Da ultimo il presidenzialismo, cavallo di battaglia di Fratelli d’Italia e di Berlusconi. Il fascismo, le derive autoritarie di cui parlano i soliti noti, non c’entrano niente. La proposta non va bene per un insieme di ragioni che attengono a questioni di tecnica costituzionale (benissimo sintetizzate da Luciano Violante su Repubblica). La proposta ha senso solo se serve a lanciare un sasso in piccionaia. Archiviato, con il referendum del 2016, il progetto Renzi teso a rafforzare l’esecutivo, delle anomalie della nostra democrazia parlamentare non si discute più. Ma esse (a cominciare dal bicameralismo simmetrico: due Camere con uguali poteri) sono sempre lì.

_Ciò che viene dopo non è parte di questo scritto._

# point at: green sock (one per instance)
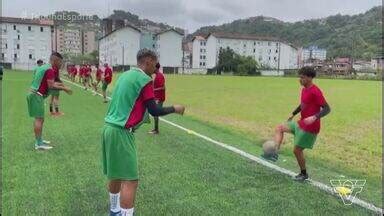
(39, 141)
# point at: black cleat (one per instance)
(301, 177)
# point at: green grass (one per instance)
(179, 174)
(350, 142)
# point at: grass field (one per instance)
(182, 174)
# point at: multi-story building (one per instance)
(72, 39)
(199, 52)
(169, 48)
(314, 52)
(88, 41)
(122, 41)
(24, 41)
(270, 52)
(120, 46)
(68, 40)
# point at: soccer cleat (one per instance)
(154, 132)
(111, 213)
(59, 114)
(271, 157)
(43, 147)
(301, 177)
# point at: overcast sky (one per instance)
(192, 14)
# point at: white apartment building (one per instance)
(120, 47)
(270, 52)
(169, 48)
(24, 41)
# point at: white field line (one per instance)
(258, 160)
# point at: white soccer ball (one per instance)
(269, 147)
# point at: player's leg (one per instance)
(38, 129)
(51, 102)
(56, 104)
(114, 187)
(120, 163)
(302, 140)
(104, 89)
(156, 120)
(127, 197)
(279, 133)
(299, 154)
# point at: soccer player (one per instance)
(55, 93)
(43, 80)
(87, 76)
(99, 74)
(159, 90)
(312, 108)
(73, 73)
(39, 62)
(106, 81)
(131, 99)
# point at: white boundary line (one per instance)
(317, 184)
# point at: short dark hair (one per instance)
(144, 53)
(57, 55)
(307, 71)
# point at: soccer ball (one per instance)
(269, 147)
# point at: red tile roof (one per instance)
(16, 20)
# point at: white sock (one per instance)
(114, 200)
(127, 212)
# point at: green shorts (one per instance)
(104, 86)
(35, 105)
(119, 155)
(301, 138)
(54, 92)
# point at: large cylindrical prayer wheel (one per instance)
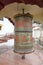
(23, 33)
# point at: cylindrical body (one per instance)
(23, 34)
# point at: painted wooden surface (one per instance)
(11, 58)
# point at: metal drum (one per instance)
(23, 33)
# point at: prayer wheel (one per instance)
(0, 26)
(23, 33)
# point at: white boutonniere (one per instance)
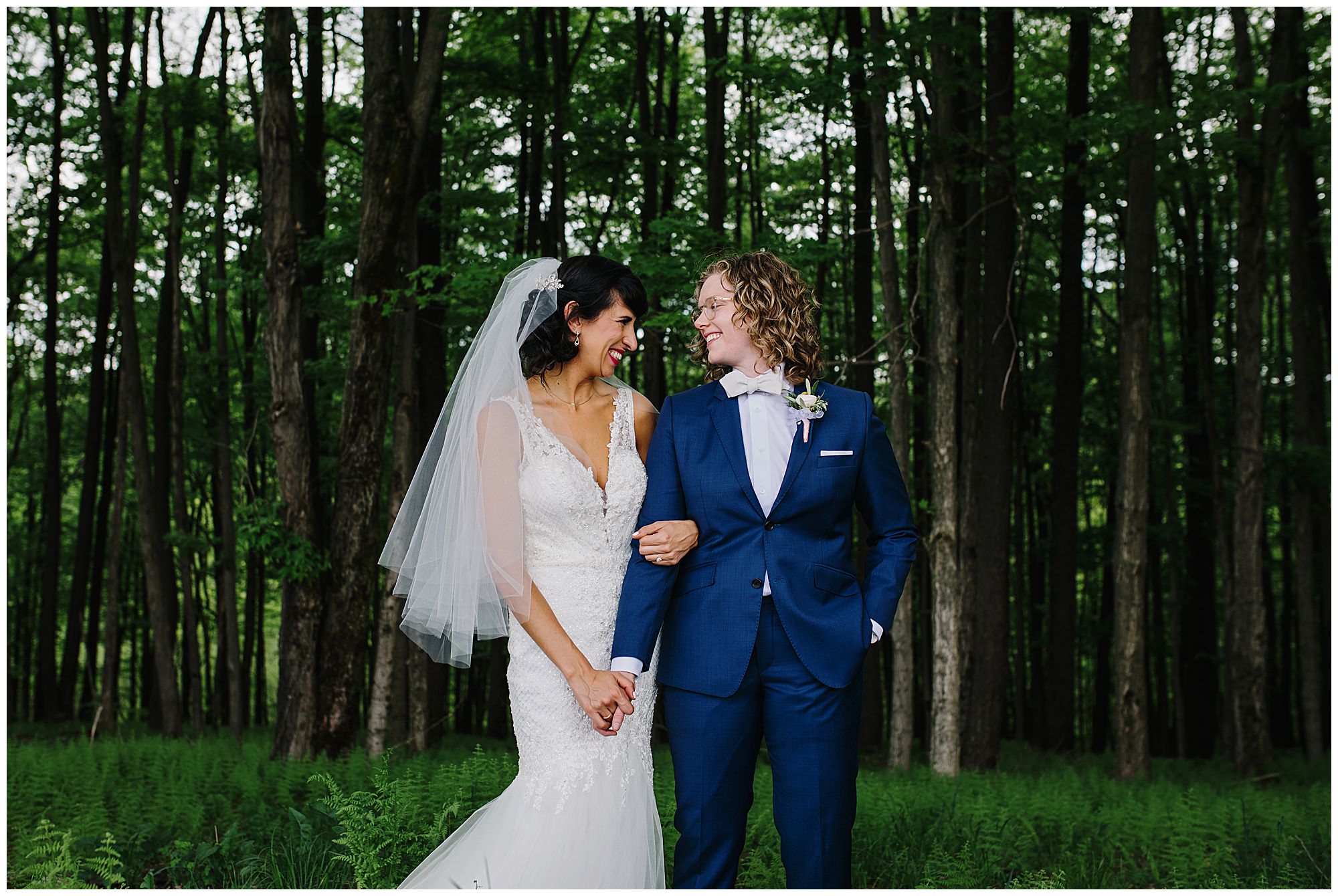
(805, 407)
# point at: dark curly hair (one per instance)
(595, 283)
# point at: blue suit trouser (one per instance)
(813, 736)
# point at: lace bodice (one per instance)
(577, 545)
(568, 517)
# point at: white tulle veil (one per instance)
(458, 542)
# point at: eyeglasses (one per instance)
(708, 308)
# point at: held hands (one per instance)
(667, 542)
(604, 696)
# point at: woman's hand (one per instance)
(667, 542)
(601, 695)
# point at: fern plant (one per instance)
(382, 831)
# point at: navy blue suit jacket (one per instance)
(710, 604)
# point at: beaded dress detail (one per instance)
(577, 792)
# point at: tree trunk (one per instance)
(405, 453)
(122, 237)
(1068, 405)
(967, 209)
(993, 467)
(225, 552)
(303, 590)
(652, 347)
(113, 427)
(112, 664)
(1248, 643)
(1309, 284)
(89, 506)
(862, 296)
(901, 723)
(395, 126)
(180, 176)
(49, 703)
(945, 727)
(1131, 493)
(716, 38)
(310, 212)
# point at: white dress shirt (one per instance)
(767, 441)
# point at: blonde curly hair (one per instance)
(777, 307)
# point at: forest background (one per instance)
(1079, 257)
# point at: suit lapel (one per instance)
(726, 417)
(798, 455)
(799, 451)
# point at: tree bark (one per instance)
(901, 721)
(303, 597)
(862, 298)
(945, 724)
(716, 58)
(180, 176)
(1068, 405)
(49, 695)
(395, 125)
(225, 552)
(993, 467)
(114, 425)
(122, 237)
(1248, 643)
(310, 212)
(1309, 292)
(110, 701)
(81, 581)
(1131, 493)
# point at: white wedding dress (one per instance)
(581, 812)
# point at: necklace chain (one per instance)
(575, 405)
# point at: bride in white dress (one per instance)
(520, 522)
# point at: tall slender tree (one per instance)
(1130, 549)
(1068, 402)
(53, 487)
(122, 216)
(993, 467)
(901, 720)
(1246, 635)
(303, 594)
(1308, 279)
(943, 545)
(718, 53)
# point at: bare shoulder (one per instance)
(642, 406)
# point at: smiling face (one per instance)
(729, 344)
(607, 339)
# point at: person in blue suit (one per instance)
(763, 628)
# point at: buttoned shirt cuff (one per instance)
(630, 665)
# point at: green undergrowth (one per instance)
(140, 811)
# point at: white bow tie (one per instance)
(738, 384)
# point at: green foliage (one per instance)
(260, 528)
(209, 815)
(53, 863)
(382, 828)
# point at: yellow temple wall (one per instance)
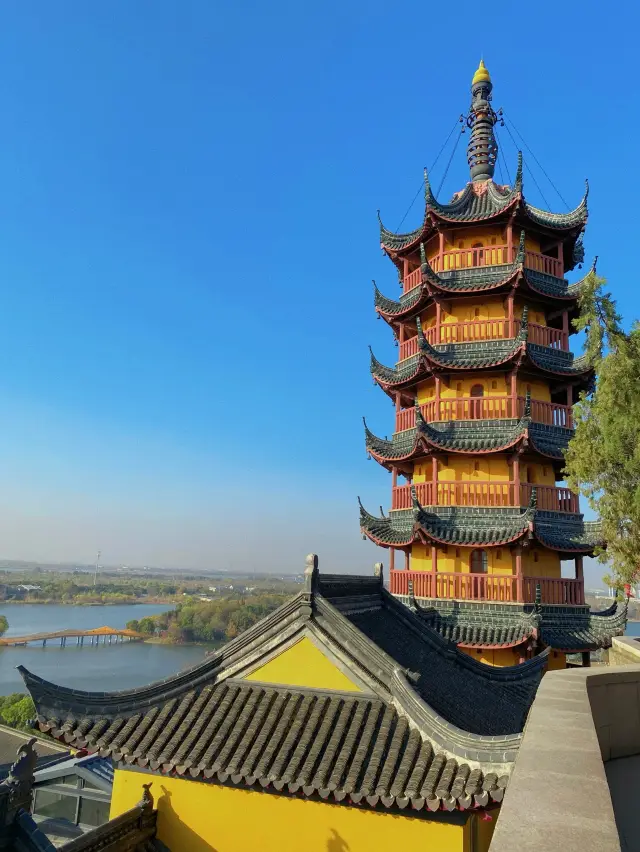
(304, 665)
(494, 657)
(494, 384)
(462, 468)
(488, 308)
(200, 817)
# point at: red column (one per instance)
(512, 331)
(519, 583)
(434, 480)
(565, 330)
(434, 571)
(516, 479)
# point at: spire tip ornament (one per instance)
(482, 150)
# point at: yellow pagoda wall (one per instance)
(202, 817)
(304, 665)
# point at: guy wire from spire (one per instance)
(501, 148)
(446, 171)
(542, 169)
(433, 165)
(527, 167)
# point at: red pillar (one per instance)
(434, 480)
(519, 582)
(434, 570)
(510, 300)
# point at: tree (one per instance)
(603, 458)
(17, 710)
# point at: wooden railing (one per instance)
(486, 587)
(484, 256)
(485, 493)
(495, 329)
(485, 408)
(559, 590)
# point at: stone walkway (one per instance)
(623, 775)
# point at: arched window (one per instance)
(478, 561)
(475, 405)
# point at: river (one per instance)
(91, 667)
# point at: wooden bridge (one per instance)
(107, 634)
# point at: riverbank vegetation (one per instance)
(83, 588)
(17, 710)
(208, 621)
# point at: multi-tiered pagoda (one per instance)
(483, 393)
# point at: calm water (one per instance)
(101, 667)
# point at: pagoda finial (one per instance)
(482, 150)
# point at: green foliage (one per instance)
(603, 459)
(598, 318)
(17, 710)
(212, 621)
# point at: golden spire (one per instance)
(481, 74)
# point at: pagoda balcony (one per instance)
(449, 261)
(498, 329)
(487, 587)
(485, 408)
(491, 494)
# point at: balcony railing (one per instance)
(485, 493)
(486, 587)
(498, 329)
(485, 256)
(485, 408)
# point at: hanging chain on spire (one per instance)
(482, 150)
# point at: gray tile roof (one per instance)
(431, 727)
(563, 628)
(482, 526)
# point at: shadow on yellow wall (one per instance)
(170, 824)
(336, 843)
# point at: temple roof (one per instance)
(484, 201)
(482, 355)
(498, 625)
(464, 436)
(476, 280)
(486, 527)
(429, 726)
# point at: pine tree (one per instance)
(603, 459)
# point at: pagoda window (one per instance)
(478, 562)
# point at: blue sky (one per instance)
(188, 197)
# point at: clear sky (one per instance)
(188, 197)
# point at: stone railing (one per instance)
(569, 790)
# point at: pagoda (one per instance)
(483, 393)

Quando si sentono i soliti cantori della «Costituzione più bella del mondo» denunciare le solite derive autoritarie, bisogna resistere al (comprensibile) impulso di plaudire alle suddette derive. Costoro usano sempre le stesse parole, si tratti di attaccare la proposta di Renzi o il presidenzialismo di Meloni. Dal loro punto di vista, sono tutte varianti della «marcia su Roma». In modi diversi, tutte le grandi democrazie europee (eccetto l’Italia) hanno governi istituzionalmente forti. Perché solo noi dobbiamo subire la maledizione di governi deboli? Non è il presidenzialismo di Meloni che potrà risolvere il problema. Ma se consentirà, dopo le elezioni, di aprire un dialogo fra le forze politiche per trovare soluzioni istituzionali possibili e praticabili, tale proposta sarà comunque servita a qualcosa.

Senza bisogno di scomodare l’hegeliana astuzia della ragione, si può forse (sommessamente) auspicare che qualche germoglio di razionalità sbocci persino in questa campagna elettorale. Nonostante il solito diluvio di spacconate.